Blame it on the magazines, televisions shows, our culture, but even as a sixth grader I was under the impression that I was fat. And being fat wasn’t good. For the record, I wasn’t fat, but when a group of twelve-year-old boys make loud crashing noises as you walk by and snicker that you are it’s hard not to believe them. If I hadn’t been afraid of my body I would’ve said something to those boys; I wouldn’t have taken diet pills, slim fast, over exercised, gone on a rice diet or bad mouthed myself every minute I got. I wish I had believed in my body, seen it for the miraculous wonder that it is; seen my legs as a way to walk, my arms as a way to hug, and my lady parts as sexy. If I wouldn’t have been afraid of my body I would have learned to accept myself much earlier than I did.
What I Didn’t Know
When I was younger I was under the impression that I was supposed to know everything. And that if I didn’t know that it was better to pretend I did than to admit I didn’t. If I would’ve let myself admit to not knowing I would have learned so much more. I would have let myself become curious and investigate – it would have turned the world into something to explore instead of something to master.

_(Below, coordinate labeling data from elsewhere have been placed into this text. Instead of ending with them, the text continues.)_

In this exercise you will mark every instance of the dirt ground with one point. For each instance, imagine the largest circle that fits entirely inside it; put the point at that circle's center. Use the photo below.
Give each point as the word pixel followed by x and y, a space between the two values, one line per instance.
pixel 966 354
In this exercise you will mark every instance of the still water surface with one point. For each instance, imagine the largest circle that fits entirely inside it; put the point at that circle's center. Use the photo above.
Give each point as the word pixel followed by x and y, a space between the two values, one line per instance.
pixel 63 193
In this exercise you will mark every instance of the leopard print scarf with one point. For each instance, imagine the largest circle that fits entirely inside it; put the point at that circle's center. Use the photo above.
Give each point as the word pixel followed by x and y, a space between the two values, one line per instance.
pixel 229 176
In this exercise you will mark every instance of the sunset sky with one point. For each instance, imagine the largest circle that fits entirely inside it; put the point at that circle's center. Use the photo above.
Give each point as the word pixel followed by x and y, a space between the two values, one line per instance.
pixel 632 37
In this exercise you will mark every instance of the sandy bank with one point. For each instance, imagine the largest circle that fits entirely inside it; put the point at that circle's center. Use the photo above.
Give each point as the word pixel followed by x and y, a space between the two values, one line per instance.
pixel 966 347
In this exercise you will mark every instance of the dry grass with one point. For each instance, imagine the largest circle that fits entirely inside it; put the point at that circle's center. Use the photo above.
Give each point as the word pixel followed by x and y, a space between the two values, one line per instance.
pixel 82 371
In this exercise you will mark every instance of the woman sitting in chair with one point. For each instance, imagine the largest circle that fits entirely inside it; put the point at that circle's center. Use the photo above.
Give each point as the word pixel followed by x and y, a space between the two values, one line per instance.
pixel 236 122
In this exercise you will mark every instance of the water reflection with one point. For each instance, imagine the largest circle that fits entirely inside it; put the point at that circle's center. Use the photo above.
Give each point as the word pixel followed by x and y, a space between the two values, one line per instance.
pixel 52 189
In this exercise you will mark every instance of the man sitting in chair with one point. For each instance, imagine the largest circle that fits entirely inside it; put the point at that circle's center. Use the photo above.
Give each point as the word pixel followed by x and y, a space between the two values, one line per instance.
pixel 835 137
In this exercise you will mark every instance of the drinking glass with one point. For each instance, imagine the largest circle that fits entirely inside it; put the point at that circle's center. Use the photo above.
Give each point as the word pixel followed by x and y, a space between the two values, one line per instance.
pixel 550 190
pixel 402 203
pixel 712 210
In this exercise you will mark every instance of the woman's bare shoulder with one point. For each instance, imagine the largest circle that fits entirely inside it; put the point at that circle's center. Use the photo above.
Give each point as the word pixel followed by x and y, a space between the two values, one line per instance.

I don’t know if I went back and did it all over again with what I know now my life would be “better”, but I do know that having overcome these fears of my youth I’ve grown a heck of a lot.
What about for you? What are some of the things you wish you hadn’t been scared of? By remembering those moments you’re seeing first hand how you’ve overcome those fears or what may still be holding you back.